Este é um estudo descritivo-exploratório, de natureza qualitativa. A pesquisa de campo foi realizada no Ambulatório de Oncologia do Hospital Infantil Joana de Gusmão. Trata-se de um hospital-escola da região sul do país, que, entre outras especialidades, é referência regional para o atendimento a crianças e adolescentes com distúrbios onco-hematológicos.

O projeto de pesquisa foi aprovado pelo Comitê de Ética da referida instituição, sob o parecer nº 002/2010. Os sujeitos da pesquisa foram consultados quanto ao desejo de participação e assinaram o Termo de Consentimento Livre e Esclarecido. Para assegurar o anonimato dos participantes, utilizou-se um sistema de identificação no qual os nomes verdadeiros foram substituídos pela letra F (que representa "familiar") seguida de um algarismo numérico para diferenciá-los entre si. Por exemplo: F1 (familiar 1), F2 (familiar 2), e assim sucessivamente.

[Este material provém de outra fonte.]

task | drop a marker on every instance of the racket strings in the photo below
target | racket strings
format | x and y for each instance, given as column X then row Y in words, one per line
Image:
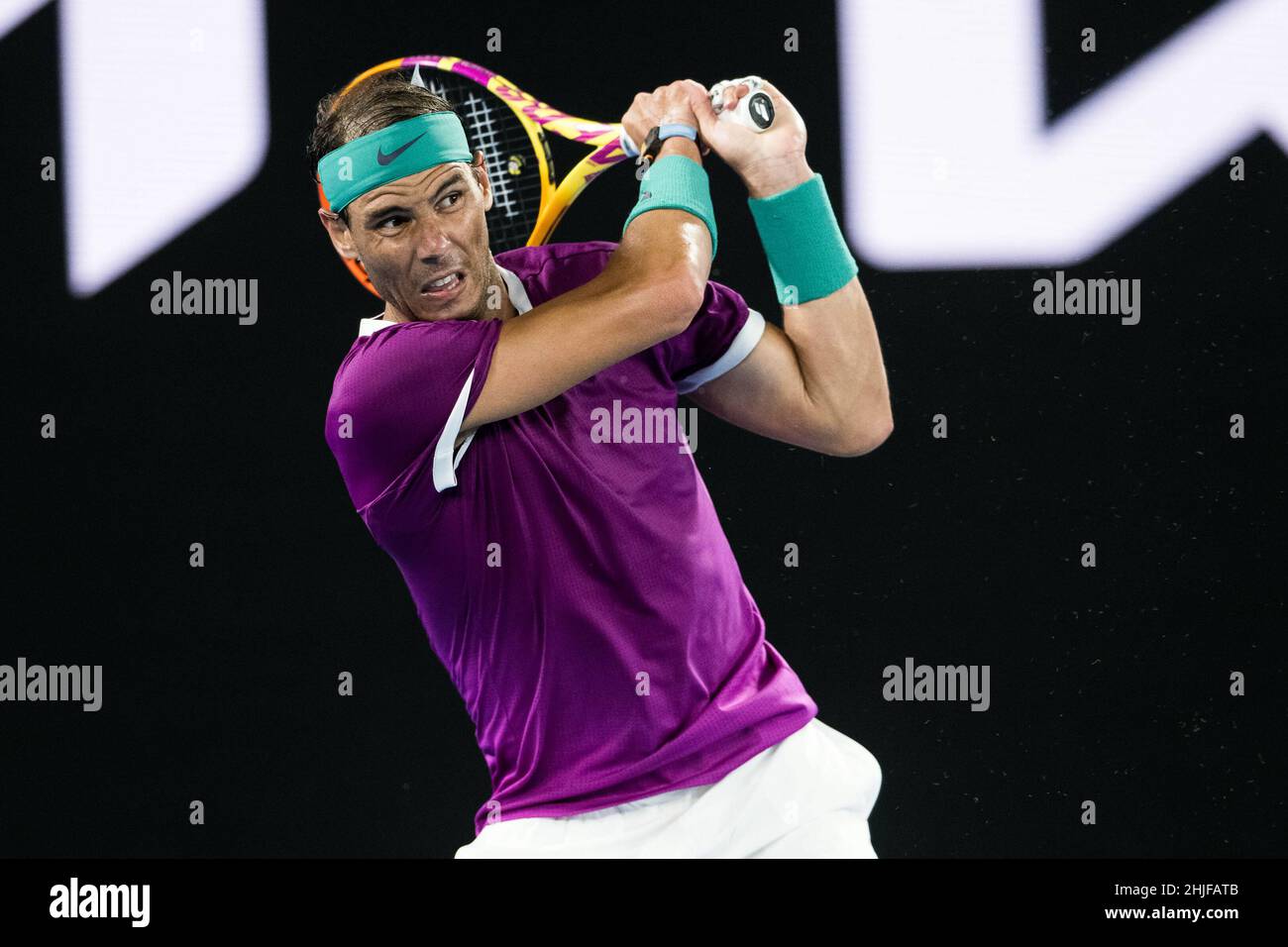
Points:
column 513, row 167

Participaram do estudo oito mães, um avô e um pai de criança e adolescente com diagnóstico de câncer em tratamento quimioterápico. Realizou-se a coleta do material empírico no período de março a maio de 2010, mediante entrevistas semiestruturadas que continham as seguintes questões norteadoras: Como e quando você percebeu que algo estava errado com seu filho? Quais eram os sinais e sintomas que seu filho apresentou na ocasião? Qual serviço procurou? Quanto tempo demorou para confirmar o diagnóstico? Diga-me como os profissionais da saúde podem ajudar as famílias nesse período de definição do diagnóstico.

As entrevistas foram gravadas com a anuência dos envolvidos e transcritas posteriormente. Concluída essa etapa, fizeram-se leituras repetidas dessas entrevistas com a finalidade de apreender as falas dos sujeitos. A análise percorreu as etapas preconizadas pela técnica de análise temática de conteúdo, ou seja, pré-análise, análise dos sentidos expressos e latentes, elaboração das temáticas e análise final4. Optamos por não analisar estatisticamente o material empírico como preconizado originalmente pela técnica, mas por realizar uma análise compreensiva deste.

Após todo esse processo apresenta-se uma categoria que emergiu do material empírico, a longa peregrinação: do adoecimento ao início do tratamento, mostrando-se o caminho percorrido pelas famílias para a definição do diagnóstico de câncer da criança/adolescente e a atuação dos profissionais nesse contexto.

RESULTADOS

A longa peregrinação: do adoecimento ao início do tratamento

O período que antecede a confirmação do diagnóstico de câncer infantojuvenil muitas vezes é longo e difícil. As famílias percebem que algo está errado por meio dos sinais e sintomas apresentados e também pela mudança de comportamento durante atividades rotineiras de seus filhos. Na maioria das vezes,essas alterações são percebidas de forma leve e corriqueira, agravando-se repentinamente, e em algumas situações a própria criança e/ou adolescente alerta os pais de que algo está diferente:

Em fevereiro ela tinha dores migratórias pelo corpo. Eu pensava que era dor do crescimento, depois ela estava com raiva, tristeza e sonolenta. No dia treze de março dava febre no final do dia (F1).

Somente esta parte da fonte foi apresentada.